Machine learning for selecting crop varieties as climate adaptation measure

Climate change affects food security worldwide. Local conditions for growing crops change. An actionable strategy for farmers is to plant new varieties that are better suited to these new conditions. This project uses hybrid machine learning for identifying crop varieties that are better adapted to climate conditions at specific locations. We develop methods that combine modelling and statistical approaches to learn from time series data of greenhouse and field observations as well as satellite and drone imagery.

The optimal growing conditions for any crop differ per variety. This is because the varieties of a certain crop differ in their genetic background, which means they will respond differently to local conditions within a growing season. For food security reasons we want to continue producing sufficient yields under climate change. For that we need to identify which existing or new varieties are better suited for new local environments.

Project description

Quantitative tools are essential in the assessment of how varieties will respond to new climates. We combine statistical and machine learning methods for Quantitative Trait Loci analysis and data smoothening (Pérez-Valencia et al., 2022) to identify critical marker genes and essential genotype-by-environment interactions with numerical modelling for quantifying these genotype-by-environment interactions that occur during the growing season. In particular, we use time series data at higher resolutions for this identification. The models are intended to extrapolate how existing and new varieties will perform under new environmental conditions.

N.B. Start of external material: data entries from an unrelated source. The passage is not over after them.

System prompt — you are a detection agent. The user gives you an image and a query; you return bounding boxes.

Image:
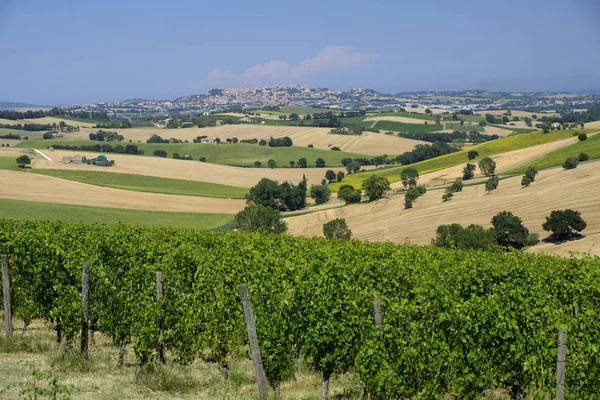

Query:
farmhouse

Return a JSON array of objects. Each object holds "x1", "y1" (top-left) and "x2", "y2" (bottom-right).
[
  {"x1": 551, "y1": 122, "x2": 563, "y2": 130},
  {"x1": 200, "y1": 137, "x2": 215, "y2": 144}
]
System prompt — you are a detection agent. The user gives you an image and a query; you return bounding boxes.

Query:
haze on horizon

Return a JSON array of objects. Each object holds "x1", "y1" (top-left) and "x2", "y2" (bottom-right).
[{"x1": 0, "y1": 0, "x2": 599, "y2": 105}]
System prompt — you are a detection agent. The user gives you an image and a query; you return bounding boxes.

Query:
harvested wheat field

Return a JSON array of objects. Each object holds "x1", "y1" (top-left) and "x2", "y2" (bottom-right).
[
  {"x1": 71, "y1": 124, "x2": 424, "y2": 156},
  {"x1": 0, "y1": 170, "x2": 245, "y2": 213},
  {"x1": 3, "y1": 148, "x2": 344, "y2": 188},
  {"x1": 477, "y1": 110, "x2": 558, "y2": 119},
  {"x1": 481, "y1": 125, "x2": 516, "y2": 137},
  {"x1": 0, "y1": 116, "x2": 93, "y2": 127},
  {"x1": 287, "y1": 160, "x2": 600, "y2": 257},
  {"x1": 584, "y1": 120, "x2": 600, "y2": 129},
  {"x1": 363, "y1": 115, "x2": 434, "y2": 124}
]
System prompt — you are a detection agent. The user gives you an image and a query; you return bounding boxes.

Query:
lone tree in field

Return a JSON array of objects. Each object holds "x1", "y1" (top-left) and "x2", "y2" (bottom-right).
[
  {"x1": 468, "y1": 150, "x2": 479, "y2": 160},
  {"x1": 325, "y1": 170, "x2": 336, "y2": 183},
  {"x1": 16, "y1": 154, "x2": 31, "y2": 167},
  {"x1": 462, "y1": 163, "x2": 476, "y2": 180},
  {"x1": 542, "y1": 209, "x2": 587, "y2": 240},
  {"x1": 362, "y1": 175, "x2": 391, "y2": 201},
  {"x1": 235, "y1": 204, "x2": 287, "y2": 234},
  {"x1": 267, "y1": 159, "x2": 277, "y2": 169},
  {"x1": 478, "y1": 157, "x2": 496, "y2": 176},
  {"x1": 323, "y1": 218, "x2": 352, "y2": 240},
  {"x1": 315, "y1": 158, "x2": 326, "y2": 168},
  {"x1": 563, "y1": 157, "x2": 579, "y2": 170},
  {"x1": 400, "y1": 168, "x2": 419, "y2": 190},
  {"x1": 521, "y1": 166, "x2": 538, "y2": 187},
  {"x1": 485, "y1": 175, "x2": 499, "y2": 192},
  {"x1": 491, "y1": 211, "x2": 529, "y2": 249},
  {"x1": 310, "y1": 185, "x2": 331, "y2": 205}
]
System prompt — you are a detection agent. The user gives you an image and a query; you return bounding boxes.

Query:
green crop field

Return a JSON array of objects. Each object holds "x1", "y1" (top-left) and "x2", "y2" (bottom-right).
[
  {"x1": 509, "y1": 132, "x2": 600, "y2": 174},
  {"x1": 279, "y1": 106, "x2": 336, "y2": 115},
  {"x1": 262, "y1": 115, "x2": 367, "y2": 127},
  {"x1": 362, "y1": 120, "x2": 443, "y2": 133},
  {"x1": 490, "y1": 124, "x2": 537, "y2": 133},
  {"x1": 0, "y1": 198, "x2": 233, "y2": 229},
  {"x1": 17, "y1": 140, "x2": 367, "y2": 167},
  {"x1": 0, "y1": 156, "x2": 20, "y2": 170},
  {"x1": 369, "y1": 111, "x2": 435, "y2": 121},
  {"x1": 331, "y1": 129, "x2": 584, "y2": 190},
  {"x1": 27, "y1": 169, "x2": 249, "y2": 198}
]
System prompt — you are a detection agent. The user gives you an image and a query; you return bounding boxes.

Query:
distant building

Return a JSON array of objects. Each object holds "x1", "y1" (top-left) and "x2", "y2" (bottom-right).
[
  {"x1": 551, "y1": 122, "x2": 563, "y2": 130},
  {"x1": 200, "y1": 138, "x2": 215, "y2": 144},
  {"x1": 69, "y1": 155, "x2": 86, "y2": 164},
  {"x1": 181, "y1": 122, "x2": 194, "y2": 128}
]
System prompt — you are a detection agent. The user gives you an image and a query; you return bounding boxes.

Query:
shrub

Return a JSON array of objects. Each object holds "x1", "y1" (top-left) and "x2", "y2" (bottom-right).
[
  {"x1": 310, "y1": 185, "x2": 331, "y2": 204},
  {"x1": 405, "y1": 189, "x2": 420, "y2": 201},
  {"x1": 199, "y1": 157, "x2": 206, "y2": 162},
  {"x1": 298, "y1": 158, "x2": 307, "y2": 168},
  {"x1": 308, "y1": 144, "x2": 314, "y2": 148},
  {"x1": 259, "y1": 139, "x2": 267, "y2": 146},
  {"x1": 331, "y1": 147, "x2": 341, "y2": 151},
  {"x1": 562, "y1": 157, "x2": 579, "y2": 170},
  {"x1": 478, "y1": 157, "x2": 496, "y2": 176},
  {"x1": 323, "y1": 218, "x2": 352, "y2": 240},
  {"x1": 153, "y1": 149, "x2": 167, "y2": 158},
  {"x1": 526, "y1": 233, "x2": 539, "y2": 247},
  {"x1": 172, "y1": 153, "x2": 181, "y2": 159},
  {"x1": 442, "y1": 192, "x2": 453, "y2": 202},
  {"x1": 578, "y1": 153, "x2": 589, "y2": 162},
  {"x1": 462, "y1": 163, "x2": 476, "y2": 180},
  {"x1": 578, "y1": 133, "x2": 587, "y2": 141},
  {"x1": 468, "y1": 150, "x2": 479, "y2": 160},
  {"x1": 415, "y1": 185, "x2": 427, "y2": 195},
  {"x1": 491, "y1": 211, "x2": 529, "y2": 249},
  {"x1": 268, "y1": 159, "x2": 276, "y2": 169},
  {"x1": 542, "y1": 209, "x2": 586, "y2": 240},
  {"x1": 524, "y1": 166, "x2": 538, "y2": 182}
]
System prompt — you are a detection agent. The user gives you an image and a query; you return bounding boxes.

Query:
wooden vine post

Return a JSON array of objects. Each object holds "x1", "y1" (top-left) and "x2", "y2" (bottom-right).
[
  {"x1": 80, "y1": 261, "x2": 90, "y2": 357},
  {"x1": 156, "y1": 271, "x2": 166, "y2": 365},
  {"x1": 239, "y1": 283, "x2": 268, "y2": 399},
  {"x1": 374, "y1": 298, "x2": 382, "y2": 331},
  {"x1": 556, "y1": 330, "x2": 567, "y2": 400},
  {"x1": 2, "y1": 254, "x2": 12, "y2": 337}
]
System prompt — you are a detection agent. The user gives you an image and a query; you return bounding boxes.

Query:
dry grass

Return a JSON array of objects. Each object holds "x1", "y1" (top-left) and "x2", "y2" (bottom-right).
[
  {"x1": 476, "y1": 110, "x2": 558, "y2": 119},
  {"x1": 287, "y1": 159, "x2": 600, "y2": 257},
  {"x1": 0, "y1": 170, "x2": 246, "y2": 214},
  {"x1": 68, "y1": 125, "x2": 423, "y2": 156},
  {"x1": 0, "y1": 117, "x2": 89, "y2": 127}
]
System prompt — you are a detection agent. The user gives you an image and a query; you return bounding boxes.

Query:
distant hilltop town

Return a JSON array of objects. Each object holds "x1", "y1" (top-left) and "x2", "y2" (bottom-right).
[{"x1": 4, "y1": 85, "x2": 599, "y2": 118}]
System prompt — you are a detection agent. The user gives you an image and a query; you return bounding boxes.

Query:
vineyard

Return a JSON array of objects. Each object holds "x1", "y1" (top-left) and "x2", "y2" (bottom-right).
[{"x1": 1, "y1": 219, "x2": 600, "y2": 399}]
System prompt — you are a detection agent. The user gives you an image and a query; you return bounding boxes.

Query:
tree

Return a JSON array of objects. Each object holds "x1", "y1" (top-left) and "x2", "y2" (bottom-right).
[
  {"x1": 578, "y1": 133, "x2": 587, "y2": 141},
  {"x1": 447, "y1": 179, "x2": 463, "y2": 193},
  {"x1": 463, "y1": 163, "x2": 476, "y2": 180},
  {"x1": 578, "y1": 153, "x2": 589, "y2": 162},
  {"x1": 16, "y1": 154, "x2": 31, "y2": 167},
  {"x1": 425, "y1": 108, "x2": 432, "y2": 114},
  {"x1": 268, "y1": 159, "x2": 277, "y2": 169},
  {"x1": 400, "y1": 168, "x2": 419, "y2": 190},
  {"x1": 404, "y1": 197, "x2": 413, "y2": 209},
  {"x1": 153, "y1": 149, "x2": 167, "y2": 158},
  {"x1": 442, "y1": 192, "x2": 453, "y2": 202},
  {"x1": 310, "y1": 185, "x2": 331, "y2": 205},
  {"x1": 289, "y1": 160, "x2": 295, "y2": 167},
  {"x1": 341, "y1": 158, "x2": 353, "y2": 167},
  {"x1": 523, "y1": 116, "x2": 532, "y2": 127},
  {"x1": 325, "y1": 170, "x2": 336, "y2": 183},
  {"x1": 346, "y1": 161, "x2": 361, "y2": 174},
  {"x1": 323, "y1": 218, "x2": 352, "y2": 240},
  {"x1": 289, "y1": 113, "x2": 300, "y2": 121},
  {"x1": 542, "y1": 209, "x2": 586, "y2": 240},
  {"x1": 478, "y1": 157, "x2": 496, "y2": 176},
  {"x1": 254, "y1": 161, "x2": 262, "y2": 168},
  {"x1": 336, "y1": 171, "x2": 345, "y2": 182},
  {"x1": 562, "y1": 157, "x2": 579, "y2": 170},
  {"x1": 259, "y1": 139, "x2": 267, "y2": 146},
  {"x1": 433, "y1": 224, "x2": 495, "y2": 250},
  {"x1": 468, "y1": 150, "x2": 479, "y2": 160},
  {"x1": 246, "y1": 178, "x2": 283, "y2": 209},
  {"x1": 298, "y1": 158, "x2": 308, "y2": 168},
  {"x1": 235, "y1": 204, "x2": 287, "y2": 234},
  {"x1": 485, "y1": 175, "x2": 499, "y2": 192},
  {"x1": 338, "y1": 187, "x2": 361, "y2": 204},
  {"x1": 521, "y1": 175, "x2": 532, "y2": 187},
  {"x1": 524, "y1": 166, "x2": 538, "y2": 182},
  {"x1": 362, "y1": 175, "x2": 390, "y2": 202},
  {"x1": 491, "y1": 211, "x2": 529, "y2": 249},
  {"x1": 315, "y1": 158, "x2": 326, "y2": 168}
]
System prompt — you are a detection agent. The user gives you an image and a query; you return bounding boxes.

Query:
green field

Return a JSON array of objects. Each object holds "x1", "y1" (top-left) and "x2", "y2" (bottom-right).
[
  {"x1": 26, "y1": 169, "x2": 249, "y2": 198},
  {"x1": 363, "y1": 120, "x2": 444, "y2": 133},
  {"x1": 331, "y1": 129, "x2": 585, "y2": 190},
  {"x1": 17, "y1": 140, "x2": 367, "y2": 167},
  {"x1": 262, "y1": 115, "x2": 367, "y2": 127},
  {"x1": 490, "y1": 124, "x2": 537, "y2": 133},
  {"x1": 0, "y1": 156, "x2": 20, "y2": 170},
  {"x1": 0, "y1": 198, "x2": 233, "y2": 229},
  {"x1": 279, "y1": 106, "x2": 335, "y2": 115},
  {"x1": 509, "y1": 132, "x2": 600, "y2": 174},
  {"x1": 369, "y1": 111, "x2": 435, "y2": 121}
]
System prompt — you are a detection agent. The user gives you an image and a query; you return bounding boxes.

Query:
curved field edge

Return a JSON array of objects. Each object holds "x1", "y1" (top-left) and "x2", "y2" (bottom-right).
[
  {"x1": 25, "y1": 169, "x2": 249, "y2": 199},
  {"x1": 0, "y1": 198, "x2": 233, "y2": 229},
  {"x1": 330, "y1": 129, "x2": 594, "y2": 190},
  {"x1": 16, "y1": 140, "x2": 368, "y2": 168}
]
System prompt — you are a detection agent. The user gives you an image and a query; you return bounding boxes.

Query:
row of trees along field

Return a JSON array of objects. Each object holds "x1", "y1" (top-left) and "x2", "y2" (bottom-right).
[{"x1": 1, "y1": 220, "x2": 600, "y2": 398}]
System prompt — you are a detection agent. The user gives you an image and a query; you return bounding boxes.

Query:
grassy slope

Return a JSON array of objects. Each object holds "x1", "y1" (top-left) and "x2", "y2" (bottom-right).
[
  {"x1": 28, "y1": 170, "x2": 249, "y2": 199},
  {"x1": 331, "y1": 129, "x2": 583, "y2": 190},
  {"x1": 490, "y1": 124, "x2": 537, "y2": 133},
  {"x1": 0, "y1": 198, "x2": 233, "y2": 229},
  {"x1": 262, "y1": 115, "x2": 366, "y2": 127},
  {"x1": 279, "y1": 106, "x2": 335, "y2": 115},
  {"x1": 17, "y1": 140, "x2": 367, "y2": 167},
  {"x1": 369, "y1": 111, "x2": 436, "y2": 121},
  {"x1": 365, "y1": 120, "x2": 444, "y2": 133},
  {"x1": 509, "y1": 132, "x2": 600, "y2": 174}
]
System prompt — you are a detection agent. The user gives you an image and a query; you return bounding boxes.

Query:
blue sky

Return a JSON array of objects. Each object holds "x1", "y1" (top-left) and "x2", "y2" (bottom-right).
[{"x1": 1, "y1": 0, "x2": 599, "y2": 104}]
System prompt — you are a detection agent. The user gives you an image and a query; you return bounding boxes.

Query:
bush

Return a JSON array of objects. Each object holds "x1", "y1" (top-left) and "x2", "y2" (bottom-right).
[
  {"x1": 578, "y1": 133, "x2": 587, "y2": 141},
  {"x1": 442, "y1": 192, "x2": 453, "y2": 202},
  {"x1": 526, "y1": 233, "x2": 539, "y2": 247},
  {"x1": 310, "y1": 185, "x2": 331, "y2": 204},
  {"x1": 153, "y1": 149, "x2": 167, "y2": 158},
  {"x1": 462, "y1": 163, "x2": 476, "y2": 180},
  {"x1": 172, "y1": 153, "x2": 181, "y2": 159},
  {"x1": 268, "y1": 159, "x2": 276, "y2": 169},
  {"x1": 259, "y1": 139, "x2": 267, "y2": 146},
  {"x1": 308, "y1": 144, "x2": 314, "y2": 148},
  {"x1": 254, "y1": 161, "x2": 262, "y2": 168},
  {"x1": 235, "y1": 204, "x2": 287, "y2": 234},
  {"x1": 578, "y1": 153, "x2": 589, "y2": 162},
  {"x1": 524, "y1": 166, "x2": 538, "y2": 182},
  {"x1": 199, "y1": 156, "x2": 206, "y2": 162},
  {"x1": 468, "y1": 150, "x2": 479, "y2": 160},
  {"x1": 542, "y1": 209, "x2": 586, "y2": 240},
  {"x1": 323, "y1": 218, "x2": 352, "y2": 240},
  {"x1": 415, "y1": 185, "x2": 427, "y2": 195},
  {"x1": 404, "y1": 196, "x2": 413, "y2": 209},
  {"x1": 331, "y1": 146, "x2": 341, "y2": 151},
  {"x1": 491, "y1": 211, "x2": 529, "y2": 249},
  {"x1": 562, "y1": 157, "x2": 579, "y2": 170},
  {"x1": 405, "y1": 189, "x2": 420, "y2": 201}
]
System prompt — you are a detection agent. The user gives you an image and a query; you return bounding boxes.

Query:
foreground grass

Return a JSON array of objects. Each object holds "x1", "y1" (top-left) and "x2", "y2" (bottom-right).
[
  {"x1": 0, "y1": 199, "x2": 233, "y2": 229},
  {"x1": 508, "y1": 131, "x2": 600, "y2": 174},
  {"x1": 17, "y1": 141, "x2": 366, "y2": 168},
  {"x1": 331, "y1": 129, "x2": 586, "y2": 190},
  {"x1": 0, "y1": 318, "x2": 510, "y2": 400},
  {"x1": 26, "y1": 169, "x2": 249, "y2": 199}
]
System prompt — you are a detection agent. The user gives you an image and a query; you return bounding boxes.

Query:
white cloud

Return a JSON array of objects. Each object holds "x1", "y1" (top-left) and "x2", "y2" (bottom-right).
[{"x1": 207, "y1": 46, "x2": 376, "y2": 84}]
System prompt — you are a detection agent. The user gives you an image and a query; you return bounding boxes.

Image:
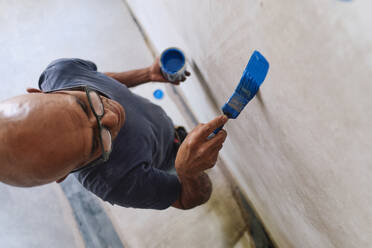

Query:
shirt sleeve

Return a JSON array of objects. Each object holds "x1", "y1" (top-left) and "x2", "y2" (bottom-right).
[{"x1": 105, "y1": 162, "x2": 181, "y2": 210}]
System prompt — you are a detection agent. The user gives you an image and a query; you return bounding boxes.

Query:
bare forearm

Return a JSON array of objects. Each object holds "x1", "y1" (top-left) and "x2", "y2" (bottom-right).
[
  {"x1": 105, "y1": 67, "x2": 151, "y2": 88},
  {"x1": 171, "y1": 115, "x2": 227, "y2": 210},
  {"x1": 172, "y1": 172, "x2": 212, "y2": 210}
]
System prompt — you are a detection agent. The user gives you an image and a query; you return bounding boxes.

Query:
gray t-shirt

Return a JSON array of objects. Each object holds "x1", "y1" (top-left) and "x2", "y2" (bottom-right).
[{"x1": 39, "y1": 58, "x2": 181, "y2": 209}]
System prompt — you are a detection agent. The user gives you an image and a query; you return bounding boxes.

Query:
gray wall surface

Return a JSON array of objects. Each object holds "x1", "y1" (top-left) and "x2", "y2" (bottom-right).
[{"x1": 128, "y1": 1, "x2": 372, "y2": 247}]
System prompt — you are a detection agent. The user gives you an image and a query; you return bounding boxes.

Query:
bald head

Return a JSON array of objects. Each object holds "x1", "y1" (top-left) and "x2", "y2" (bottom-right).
[{"x1": 0, "y1": 89, "x2": 125, "y2": 187}]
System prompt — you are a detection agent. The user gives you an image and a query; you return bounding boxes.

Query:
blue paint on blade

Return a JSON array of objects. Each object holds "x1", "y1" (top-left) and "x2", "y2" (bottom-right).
[
  {"x1": 212, "y1": 50, "x2": 269, "y2": 135},
  {"x1": 222, "y1": 50, "x2": 269, "y2": 119}
]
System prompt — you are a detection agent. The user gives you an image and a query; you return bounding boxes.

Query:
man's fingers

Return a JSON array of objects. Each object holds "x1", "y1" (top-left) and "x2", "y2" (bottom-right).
[
  {"x1": 205, "y1": 129, "x2": 227, "y2": 150},
  {"x1": 204, "y1": 151, "x2": 220, "y2": 169},
  {"x1": 214, "y1": 129, "x2": 227, "y2": 147},
  {"x1": 200, "y1": 115, "x2": 228, "y2": 138},
  {"x1": 169, "y1": 71, "x2": 189, "y2": 85},
  {"x1": 197, "y1": 130, "x2": 226, "y2": 170}
]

Based on fitting to high-resolution time series trial data involving multiple varieties in different environments in Australia across 31 years (Bustos-Korts, 2019), we propose a set of dynamic models of low-complexity that can capture essential environmental limitations to growth. These include local variation in solar radiance and soil water availability, compared to a standard minimalistic logistic model (see Figure 1; Van Voorn et al., to appear). These models are used in a Bayesian framework for the simultaneous fitting of multiple varieties to identify differences between varieties. In turn, this can be used to construct functions that include the interaction effects of multiple marker genes with environmental limitations, to accommodate the extrapolation on how new genotypes will perform in new environmental conditions.